Cluster Analysis of Electrical Behavior


In this paper, we apply clustering analysis of data mining into power system. We adapt K-means clustering algorithm to analyze customer load, analyzing similar behavior between customer of electricity, and we adapt principal component analysis to get the clustering result visible, Simulation and analysis using matlab, and this well verify cluster rationality. The conclusion of this paper can provide important basis to the peak for the power system, stable operation the power system security.

Share and Cite:

Liu, L. (2015) Cluster Analysis of Electrical Behavior. Journal of Computer and Communications, 3, 88-93. doi: 10.4236/jcc.2015.35011.

1. Introduction

On the one hand, in the age of big data such a massive information, data affects our works and lives every second, data mining and clustering analysis is becoming more and more important, on the other hand, With the rapid development of our national economy, the power consumption is larger and larger. And our current power source is mainly rely on thermal power, in order to ensure the stable operation of power system, power dispatch and peak becomes more and more important. The clustering analysis to customer power load is a key link in power decision. Therefore, this paper will focus on the application of large data in power system. Clustering algorithm can be divided into different classification with different standards. Commonly used algorithms in clustering analysis include K-means clustering algorithm, agglomerative hierarchical clustering algorithm, SOM of neural network clustering algorithm, the FCM of fuzzy clustering algorithm, and so on [1]. By comparison, we discover that the K-MEANS program and the FCM program have good comprehensive performance, however the FCM program are too complex for us to use. The power system data is produced every second, so the K- MEAN program are outstanding for its highly efficiency. We select K-means clustering algorithm to analyze the customer power load. Thus may balance power load according to different classification.
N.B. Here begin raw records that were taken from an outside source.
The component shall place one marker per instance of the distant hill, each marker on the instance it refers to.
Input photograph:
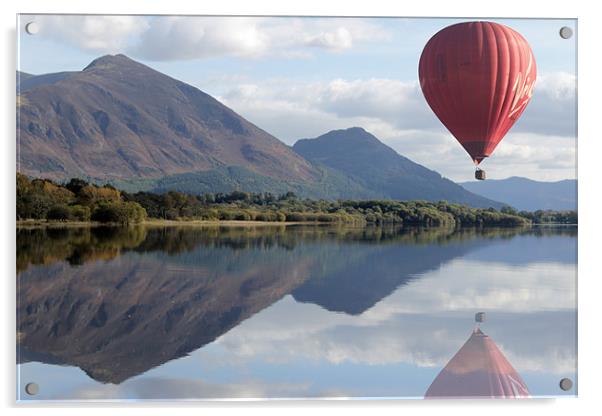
(27, 81)
(121, 122)
(361, 156)
(119, 119)
(526, 194)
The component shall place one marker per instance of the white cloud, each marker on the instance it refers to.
(102, 34)
(167, 38)
(396, 112)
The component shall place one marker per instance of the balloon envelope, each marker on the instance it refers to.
(478, 370)
(478, 78)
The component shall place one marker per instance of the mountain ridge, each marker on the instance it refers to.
(119, 121)
(528, 194)
(360, 155)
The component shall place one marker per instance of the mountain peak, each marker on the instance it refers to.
(109, 61)
(360, 155)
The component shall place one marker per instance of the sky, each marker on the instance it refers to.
(300, 77)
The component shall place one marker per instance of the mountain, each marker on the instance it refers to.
(121, 122)
(361, 156)
(119, 119)
(526, 194)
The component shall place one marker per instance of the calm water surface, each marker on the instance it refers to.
(297, 311)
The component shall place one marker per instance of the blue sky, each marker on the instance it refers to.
(301, 77)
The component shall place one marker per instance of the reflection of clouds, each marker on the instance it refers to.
(158, 388)
(531, 311)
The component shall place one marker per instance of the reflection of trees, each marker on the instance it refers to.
(77, 245)
(118, 318)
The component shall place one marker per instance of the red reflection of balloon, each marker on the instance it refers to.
(478, 78)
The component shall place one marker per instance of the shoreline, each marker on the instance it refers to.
(154, 222)
(160, 223)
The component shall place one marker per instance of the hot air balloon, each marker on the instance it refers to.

And this can provide different service to different kinds of customers. The characteristic of this article is: every detail is analyzed from rom the generation of customer power load to data clustering.
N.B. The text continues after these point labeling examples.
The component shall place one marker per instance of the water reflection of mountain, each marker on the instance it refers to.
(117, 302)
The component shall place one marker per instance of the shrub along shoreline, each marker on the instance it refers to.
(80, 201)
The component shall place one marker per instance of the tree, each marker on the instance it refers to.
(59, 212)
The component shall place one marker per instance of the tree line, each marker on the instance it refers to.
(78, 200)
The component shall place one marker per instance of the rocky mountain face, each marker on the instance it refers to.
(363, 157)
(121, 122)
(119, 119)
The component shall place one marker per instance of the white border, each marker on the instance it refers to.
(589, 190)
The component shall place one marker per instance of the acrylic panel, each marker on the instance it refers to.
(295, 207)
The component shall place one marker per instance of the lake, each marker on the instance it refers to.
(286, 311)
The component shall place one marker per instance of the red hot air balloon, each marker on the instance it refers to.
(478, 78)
2. The Source Data of Power Load

The source of data used for clustering analysis in this paper comes from reference [2]. We sample the reference data, then interpolate, this makes data regeneration. We select 4 classifications of power load, each classification respectively have 100 sets of data, a total of 400 sets of data. To analyze one day’s power load, every 10 minutes for a sample, each data set contains 144 numerical (as is shown in Figure 1).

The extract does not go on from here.